Archive for March, 2012

Villainous Villainy

March 18th, 2012 by Susie

The other day, I started listening to an audiobook of a highly regarded scifi classic.  I was enjoying it, the world building was interesting and the characters were compelling.  Until I got to the chapter introducing the villains.  They couldn’t have been more one dimensional if they’d tied their victims to railroad tracks while twirling their mustaches and laughing maniacally.

I bring this up not to malign a well beloved book (I’m not going to name the book, since it has a devoted fan base and I don’t want them to come after me.  Besides I’m not that far in, they could get more complex later, I don’t want to judge too early), but because I fear crafting well rounded villains is one of my biggest weaknesses as a writer.  I ended up getting into a fascinating discussion on a messages board for writers about what makes a well written villain.

Everyone had a different answer, but a few things came up most often.  Motivation, a compelling villain should do their villainous deeds for clear reasons, other than they’re EVIL, and or because the writer needs them to do it to move the plot along.  Villains that think of themselves as the hero of the story, was also mentioned.  Though others said they enjoyed a villain that enjoys being evil.

It got me thinking about the villains that stand out for me, the villains that I’ll never forget.  So me being me, I made a list!

1) Scorpius from Farscape, both the television series and comics. 
Scorpi has a lot going for him as far as villainy.  He is the product of a interspecies rape.  Tortured for being an abomination by his father’s species, his incompatible DNA made him weak and in constant unbearable pain.  He learns to overcome his weaknesses, and tolerate the pain, with one goal in mind, destroying the species that made his life hell.  And he’ll do anything to accomplish it.  Clear motivation, check.
He also sees himself as the hero of the story, ridding the universe of the violent, oppressive Scarrans.  Yet he also obviously relishes his scheming and backstabbing.  To top it all off he has one of the scariest appearances ever put on screen, an emaciated corpse like body clad in S&M style leather, made all the more creepy by his patrician accent.

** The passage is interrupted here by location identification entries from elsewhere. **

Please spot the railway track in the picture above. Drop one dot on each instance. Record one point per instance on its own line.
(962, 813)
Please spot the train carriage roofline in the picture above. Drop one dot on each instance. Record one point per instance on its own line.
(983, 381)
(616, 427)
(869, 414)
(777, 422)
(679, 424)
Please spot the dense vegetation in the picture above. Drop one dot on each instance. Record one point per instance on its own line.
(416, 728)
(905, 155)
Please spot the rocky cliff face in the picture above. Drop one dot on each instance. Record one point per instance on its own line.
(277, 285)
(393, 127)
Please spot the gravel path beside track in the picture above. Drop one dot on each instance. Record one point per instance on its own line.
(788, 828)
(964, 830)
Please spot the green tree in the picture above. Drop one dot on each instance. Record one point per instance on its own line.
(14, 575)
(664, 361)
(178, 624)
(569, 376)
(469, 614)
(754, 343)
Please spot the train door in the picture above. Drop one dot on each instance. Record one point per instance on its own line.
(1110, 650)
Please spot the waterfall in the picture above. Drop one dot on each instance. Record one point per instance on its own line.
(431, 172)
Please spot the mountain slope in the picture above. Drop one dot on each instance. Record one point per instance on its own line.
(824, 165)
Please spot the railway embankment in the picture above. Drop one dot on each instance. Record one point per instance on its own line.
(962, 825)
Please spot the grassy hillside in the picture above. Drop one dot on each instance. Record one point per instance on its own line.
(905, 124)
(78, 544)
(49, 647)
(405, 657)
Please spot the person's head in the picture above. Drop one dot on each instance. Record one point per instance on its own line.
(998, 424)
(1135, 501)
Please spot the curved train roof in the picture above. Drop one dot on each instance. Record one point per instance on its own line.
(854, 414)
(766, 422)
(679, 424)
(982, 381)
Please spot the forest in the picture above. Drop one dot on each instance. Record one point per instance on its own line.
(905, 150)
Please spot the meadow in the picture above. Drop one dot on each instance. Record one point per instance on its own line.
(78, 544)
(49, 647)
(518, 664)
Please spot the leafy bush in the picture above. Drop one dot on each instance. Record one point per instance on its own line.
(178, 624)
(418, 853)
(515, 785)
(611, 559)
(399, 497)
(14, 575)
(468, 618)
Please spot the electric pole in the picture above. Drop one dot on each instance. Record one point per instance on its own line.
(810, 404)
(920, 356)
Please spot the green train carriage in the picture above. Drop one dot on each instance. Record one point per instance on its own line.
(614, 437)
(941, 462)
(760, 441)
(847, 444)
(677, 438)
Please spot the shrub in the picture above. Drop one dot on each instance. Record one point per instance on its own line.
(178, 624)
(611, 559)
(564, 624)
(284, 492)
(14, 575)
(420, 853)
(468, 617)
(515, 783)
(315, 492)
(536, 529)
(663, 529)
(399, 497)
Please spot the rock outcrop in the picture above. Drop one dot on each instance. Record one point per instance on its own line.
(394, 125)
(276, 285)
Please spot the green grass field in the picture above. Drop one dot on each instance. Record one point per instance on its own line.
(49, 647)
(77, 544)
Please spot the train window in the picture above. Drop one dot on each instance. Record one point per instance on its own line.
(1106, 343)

2) Pobadiah Unkshuss from Moonshadow.

I don’t know how many people will have heard of him, or the comic he appears in, but he is one of the most memorable villains of all time for me.  His full title is the Pious Rabbi Pobadiah Unkshuss.  Though he calls himself a rabbi and wears the robes of a Cardinal, it’s all an act to make him appear powerful and respectable.  Looking like a cross between the Grinch and a lizard, everything about him oozes evil, and I was screaming for him to get his comeuppance.

3) Bellatrix Lestrange from Harry Potter.


Bellatrix came up a lot in the discussion.  She’s just crazy, and a zealot, and scary as all get out.

4) Iago from Othello.


He taps into everyone’s fear that someone close to you might be secretly out to get you.  He is the ultimate manipulator.  He manages to get his enemy to kill his innocent wife and then himself, all while keeping his own hands clean.  And why?  Because the guy got the promotion he wanted.  In other words, Iago is slightly disappointed, cue utter decimation of rival.  That is a bad dude.
(By the way, murder is not an okay response to adultery, real or faked.  Ahem–Othello.)

5) Vizzini from the Princess Bride.


Never go against a Scillian when death is on the line!  Nuff said.

6) Jack Chili from the Bones of the Moon.
If very few people will have heard of Pobadiah, almost no one will have heard of Jack Chili, the main antagonist of one of my favorite books.  Of all the names on this list, he is the one that gives me nightmares.  He is basically a boogie man, hunting the protagonist, Cullen, in her dreams. There is no real explanation for why he is after her, and he has the power to do or be anything.  That sounds like a pretty flat, cliched character, but the execution is terrifying.  He is literally inside her head, and can access everything she is afraid of.  I’m really scared of Jack Chili, you guys.

7) The Joker, from Batman.


Clowns are scary anyway, but make one violent, unpredictable, and psychotic, and you’ve got one of the most iconic villains of all time.

Honorable mentions form the board: Maleficent, Darth Vader, Voldemort, and the Captain from Pan’s Labyrinth.

So who makes you want to hide under the covers?